On the cash spot market, they said, "Natural gas for next day delivery across the US and Canada was generally $5-10(/Mcf) higher yesterday. Natural gas for next day delivery at the Henry hub soared $5.75 to $12.50(/Mcf)."

Unusually cold weather has raised natural gas futures prices by 40% and heating oil prices by 22% in February, said other industry analysts.

Expiring contracts
Price volatility usually associated with contract expirations also added to Monday's fly-up, said John P. Herrlin Jr., first vice-president of the Merrill Lynch Global Securities Research & Economics Group. Those NYMEX contracts are scheduled to terminate trading Wednesday.

Herrlin reported Tuesday, "We believe the cold weather caused a price increase, in addition to short covering, which created a very unusual 1-day price movement in the near-month contract."

He said, "$9+/Mcf gas in February is not healthy for the demand side of the equation, but given the consistent above-average withdrawals (of natural gas from US underground storage) experienced over each of the last 6 weeks and the return of cold weather to the Northeast, many (traders) are now speculating on (seasonal) ending levels for storage."

"We think refill (of US gas storage) during the summer months may become an issue, but the persistence of truly silly prices will cause some type of elastic reaction," Herrlin said. He noted that spot gas prices hit $22/Mcf in the Northeast and $12/Mcf in the US Gulf Coast region Monday.

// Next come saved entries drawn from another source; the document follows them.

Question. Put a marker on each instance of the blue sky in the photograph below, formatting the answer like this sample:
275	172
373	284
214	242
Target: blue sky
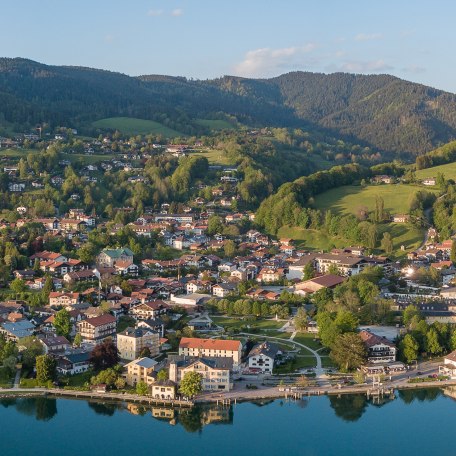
253	38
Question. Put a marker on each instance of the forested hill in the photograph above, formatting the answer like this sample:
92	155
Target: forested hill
380	110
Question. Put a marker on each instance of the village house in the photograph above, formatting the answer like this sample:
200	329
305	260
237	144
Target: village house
109	257
132	341
211	348
262	356
379	349
63	298
57	344
73	363
149	310
215	372
98	328
140	370
164	389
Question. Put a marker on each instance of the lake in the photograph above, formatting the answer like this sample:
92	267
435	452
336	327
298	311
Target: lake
415	422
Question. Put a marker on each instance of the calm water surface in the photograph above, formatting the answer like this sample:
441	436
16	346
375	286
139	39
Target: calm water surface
416	422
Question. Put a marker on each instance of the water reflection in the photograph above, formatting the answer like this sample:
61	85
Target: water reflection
42	408
347	407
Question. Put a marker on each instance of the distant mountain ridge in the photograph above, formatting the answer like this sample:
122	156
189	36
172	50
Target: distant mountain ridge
382	111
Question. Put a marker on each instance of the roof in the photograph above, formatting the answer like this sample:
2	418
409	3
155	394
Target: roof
266	349
117	253
209	344
145	362
101	320
220	362
327	281
371	340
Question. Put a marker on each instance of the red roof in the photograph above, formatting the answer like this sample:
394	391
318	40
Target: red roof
210	344
101	320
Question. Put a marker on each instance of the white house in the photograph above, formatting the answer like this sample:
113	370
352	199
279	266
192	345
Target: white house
261	357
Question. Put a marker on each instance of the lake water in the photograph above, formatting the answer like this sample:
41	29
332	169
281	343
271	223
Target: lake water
416	422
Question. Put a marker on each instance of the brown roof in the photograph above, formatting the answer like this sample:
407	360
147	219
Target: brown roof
372	339
210	344
101	320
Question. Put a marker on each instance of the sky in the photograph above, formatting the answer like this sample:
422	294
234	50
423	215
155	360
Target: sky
252	38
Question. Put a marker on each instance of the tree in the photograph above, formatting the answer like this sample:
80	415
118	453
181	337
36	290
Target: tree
191	384
142	389
410	312
145	352
432	342
104	355
162	375
45	369
18	286
409	348
33	349
308	272
229	248
387	243
77	340
453	252
300	320
62	323
349	351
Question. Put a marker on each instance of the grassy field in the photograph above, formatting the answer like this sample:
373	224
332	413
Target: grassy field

"A colder weather forecast for much of the US caught many (gas futures market) participants in a short squeeze, as many had no choice but to continue buying," agreed James K. Wicklund and other analysts at Banc of America Securities LLC in Houston.

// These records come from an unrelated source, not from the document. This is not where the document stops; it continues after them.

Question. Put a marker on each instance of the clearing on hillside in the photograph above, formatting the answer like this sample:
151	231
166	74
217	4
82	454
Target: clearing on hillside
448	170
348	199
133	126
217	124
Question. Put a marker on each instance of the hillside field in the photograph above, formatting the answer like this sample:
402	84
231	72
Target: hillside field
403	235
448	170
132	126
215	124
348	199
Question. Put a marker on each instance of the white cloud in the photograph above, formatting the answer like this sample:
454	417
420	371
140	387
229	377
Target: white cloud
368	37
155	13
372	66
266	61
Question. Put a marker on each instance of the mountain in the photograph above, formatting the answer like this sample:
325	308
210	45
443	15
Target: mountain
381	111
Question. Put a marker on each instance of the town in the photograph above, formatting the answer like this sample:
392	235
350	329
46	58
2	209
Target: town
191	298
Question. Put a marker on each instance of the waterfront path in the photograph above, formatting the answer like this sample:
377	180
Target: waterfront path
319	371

"Although any demand destruction caused by higher prices can help offset the problem at hand, we believe the supply shortfall will more than offset any demand loss," Wicklund said.

Enerfax Daily analysts said that rebuilding potentially record-low US gas storage "will be far more difficult because the amount of new gas drilled in the US continues to dwindle as old fields yield less gas and demand rises as the economy recovers."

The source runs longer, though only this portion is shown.